Shares in drugmaker AstraZeneca fell today (September 23rd) after the White House announced a crackdown on tax avoidance deals known as inversions.

These deals have been increasingly popular in recent months and allow companies to escape US taxes by reincorporating abroad. The move could deter Pfizer from making another attempt to acquire AstraZeneca, after a $118 billion (£72 billion) takeover attempt failed in May, Reuters report. 

The US company targeted AstraZeneca partly to move its headquarters to Britain and benefit from the UK’s lower corporation tax rate. AstraZeneca rejected Pfizer’s overtures but the US firm kept its options open to make a second approach, according to the Guardian. AstraZeneca was down 5.9 per cent to 4,307.500 at 09:26 ET today.

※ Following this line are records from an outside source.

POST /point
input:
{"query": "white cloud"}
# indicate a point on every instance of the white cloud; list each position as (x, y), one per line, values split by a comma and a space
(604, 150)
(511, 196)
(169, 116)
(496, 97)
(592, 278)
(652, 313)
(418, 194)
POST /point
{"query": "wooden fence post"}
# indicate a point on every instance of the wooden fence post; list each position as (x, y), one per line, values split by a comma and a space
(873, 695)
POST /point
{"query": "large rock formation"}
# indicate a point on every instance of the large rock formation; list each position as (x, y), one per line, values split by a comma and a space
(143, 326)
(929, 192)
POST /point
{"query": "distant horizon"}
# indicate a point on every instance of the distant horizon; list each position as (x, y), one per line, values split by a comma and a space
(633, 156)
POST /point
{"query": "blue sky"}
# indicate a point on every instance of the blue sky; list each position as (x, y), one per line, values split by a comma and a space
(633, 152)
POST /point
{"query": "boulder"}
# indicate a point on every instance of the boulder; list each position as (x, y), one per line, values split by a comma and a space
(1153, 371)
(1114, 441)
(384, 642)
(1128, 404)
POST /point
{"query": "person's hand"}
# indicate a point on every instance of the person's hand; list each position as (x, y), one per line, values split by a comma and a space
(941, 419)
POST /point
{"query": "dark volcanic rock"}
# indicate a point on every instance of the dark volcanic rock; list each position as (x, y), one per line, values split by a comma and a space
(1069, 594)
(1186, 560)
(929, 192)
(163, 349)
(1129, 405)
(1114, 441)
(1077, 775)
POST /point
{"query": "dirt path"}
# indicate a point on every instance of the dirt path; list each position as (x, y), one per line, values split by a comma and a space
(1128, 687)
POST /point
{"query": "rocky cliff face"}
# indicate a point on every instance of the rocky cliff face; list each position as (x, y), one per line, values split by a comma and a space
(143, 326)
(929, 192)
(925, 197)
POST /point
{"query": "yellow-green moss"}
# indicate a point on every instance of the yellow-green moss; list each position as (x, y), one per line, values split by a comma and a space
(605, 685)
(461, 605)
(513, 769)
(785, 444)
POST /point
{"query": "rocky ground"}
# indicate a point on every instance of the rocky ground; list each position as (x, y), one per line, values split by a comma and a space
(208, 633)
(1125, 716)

President Barack Obama said new Treasury department measures would make inversions less attractive, including making it more difficult for an inverted company to access money made outside the US.

In particular, the benefits of so called hopscotch loans – under which foreign units and the US business lend each other money – will be removed.

The Treasury department is also strengthening the requirement that the US owners of the new inverted firm have to earn less than 80 per cent of the new entity, the BBC reports.

"We've recently seen a few large corporations announce plans to exploit this loophole, undercutting businesses that act responsibly and leaving the middle class to pay the bill, and I'm glad that [Treasury secretary Jack Lew] is exploring additional actions to help reverse this trend," the president said in a statement.

In a recent inversion deal, Burger King bought Canadian coffee and doughnut chain Tim Hortons.

The new group has moved its headquarters to Ontario, Canada, where the corporate tax rate is 26.5 per cent, instead of a US rate of 35 per cent.